Im vorliegenden Fall begehrt die Antragstellerin die Abstempelung des vorgelegten Fahrtenbuchs, d.h., sie begehrt die Vorwegnahme der Hauptsache, was grundsätzlich dem Wesen und dem Zweck einer einstweiligen Anordnung widerspricht. Das Gericht kann im Rahmen einer einstweiligen Anordnung im Regelfall nur vorläufige Anordnungen treffen und der Antragstellerin nicht bereits die Rechtsposition gewähren, die sie nur in einem Hauptsacheverfahren erhalten könnte. Allerdings kann eine Regelung ausnahmsweise im Hinblick auf das Gebot der Gewährung effektiven Rechtsschutzes nach Art. 19 Abs. 4 GG erforderlich sein, wenn die ansonsten zu erwartenden Nachteile für die Antragstellerseite unzumutbar wären. Sind diese engen Voraussetzungen, unter denen die Vorwegnahme der Hauptsache im Eilrechtsschutzverfahren ausnahmsweise zulässig ist, gegeben, setzt der Erlass der einstweiligen Anordnung zusätzlich voraus, dass eine sehr hohe Wahrscheinlichkeit für ein Obsiegen in der Hauptsache besteht (vgl. z.B. Kopp/Schenke, VwGO, 25. Auflage 2019, § 123 Rn. 13). Die Antragstellerin hat plausibel dargelegt, dass beachtliche Gründe ein Abwarten der Hauptsacheentscheidung als unzumutbar erscheinen lassen.
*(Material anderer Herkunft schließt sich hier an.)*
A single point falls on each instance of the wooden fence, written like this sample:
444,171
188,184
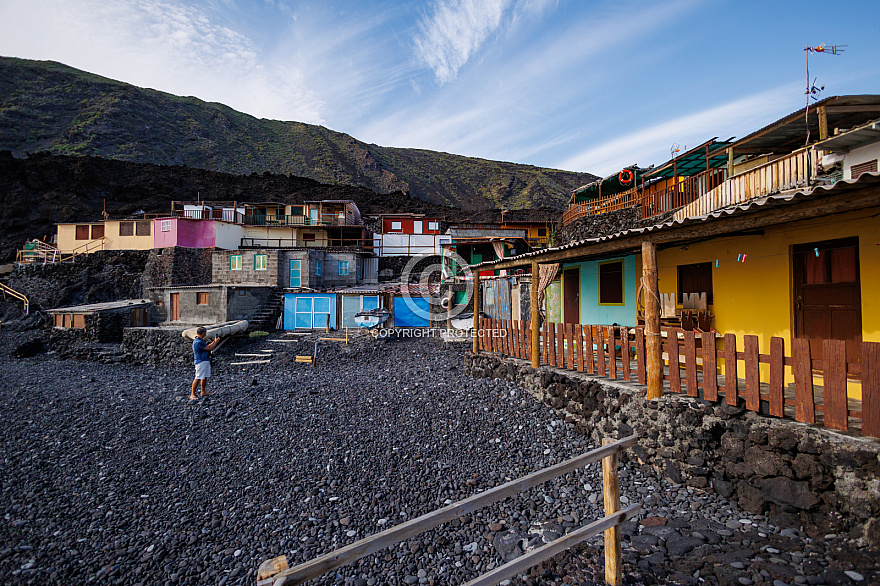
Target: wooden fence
619,353
275,572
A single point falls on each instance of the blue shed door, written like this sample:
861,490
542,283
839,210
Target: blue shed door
412,312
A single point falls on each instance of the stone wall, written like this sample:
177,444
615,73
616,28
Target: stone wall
156,345
177,266
798,475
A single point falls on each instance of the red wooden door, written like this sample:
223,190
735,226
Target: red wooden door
827,296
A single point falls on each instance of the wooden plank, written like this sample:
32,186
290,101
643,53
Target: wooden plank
569,346
612,353
834,383
753,373
674,364
579,347
871,389
730,385
611,498
804,404
354,551
560,345
589,365
690,364
710,371
640,356
777,376
521,564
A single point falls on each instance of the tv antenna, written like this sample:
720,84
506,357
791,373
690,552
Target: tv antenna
813,91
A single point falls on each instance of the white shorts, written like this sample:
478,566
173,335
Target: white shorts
203,369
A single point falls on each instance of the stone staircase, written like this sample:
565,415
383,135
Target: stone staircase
267,316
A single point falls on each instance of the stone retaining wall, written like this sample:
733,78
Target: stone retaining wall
156,345
796,474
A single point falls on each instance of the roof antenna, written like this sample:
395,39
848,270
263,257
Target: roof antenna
812,90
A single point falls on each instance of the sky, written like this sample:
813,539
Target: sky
579,85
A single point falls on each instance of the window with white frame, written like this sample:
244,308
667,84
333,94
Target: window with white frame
260,262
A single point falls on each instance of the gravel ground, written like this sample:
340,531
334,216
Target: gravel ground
110,475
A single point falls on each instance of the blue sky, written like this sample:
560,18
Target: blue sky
578,85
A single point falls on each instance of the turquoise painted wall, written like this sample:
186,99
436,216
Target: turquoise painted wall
595,314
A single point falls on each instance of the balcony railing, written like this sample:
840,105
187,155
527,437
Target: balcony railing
790,172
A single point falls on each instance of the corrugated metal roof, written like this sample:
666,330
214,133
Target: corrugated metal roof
864,180
109,305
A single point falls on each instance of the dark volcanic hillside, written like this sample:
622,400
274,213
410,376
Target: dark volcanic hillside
38,191
46,106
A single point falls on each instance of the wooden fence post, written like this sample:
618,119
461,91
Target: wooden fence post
536,318
653,348
477,320
611,496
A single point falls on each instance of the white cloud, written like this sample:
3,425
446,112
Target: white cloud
159,44
453,33
651,145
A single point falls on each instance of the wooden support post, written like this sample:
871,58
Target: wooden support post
611,495
536,318
477,320
653,348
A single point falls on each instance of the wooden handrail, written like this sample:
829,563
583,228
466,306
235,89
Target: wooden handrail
20,296
353,552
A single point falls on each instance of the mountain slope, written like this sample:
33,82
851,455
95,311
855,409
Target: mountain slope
47,106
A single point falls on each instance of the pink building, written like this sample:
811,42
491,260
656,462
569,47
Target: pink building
190,233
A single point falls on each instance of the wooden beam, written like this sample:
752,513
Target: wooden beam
533,558
536,317
354,551
611,496
823,122
653,347
819,205
477,300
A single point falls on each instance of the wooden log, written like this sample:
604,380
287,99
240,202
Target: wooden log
588,349
612,353
730,384
690,365
710,372
579,347
753,373
871,389
611,496
477,309
567,541
834,382
804,403
641,357
536,318
673,358
653,349
560,345
777,377
354,551
569,346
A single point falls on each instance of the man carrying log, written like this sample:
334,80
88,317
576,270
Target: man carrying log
202,359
Hinzu kommt, dass die Planung eines Tiertransportes gewöhnlich nach Abschluss des entsprechenden Kaufvertrags einen derart knappen zeitlichen Vorlauf hat, dass sehr enge zeitliche Grenzen für die Durchführung eines Klageverfahrens bestünden. Damit liefe die Antragstellerin Gefahr, bei Verweigerung des Eilrechtsschutzes ihre Rechte nicht gerichtlich durchsetzen zu können.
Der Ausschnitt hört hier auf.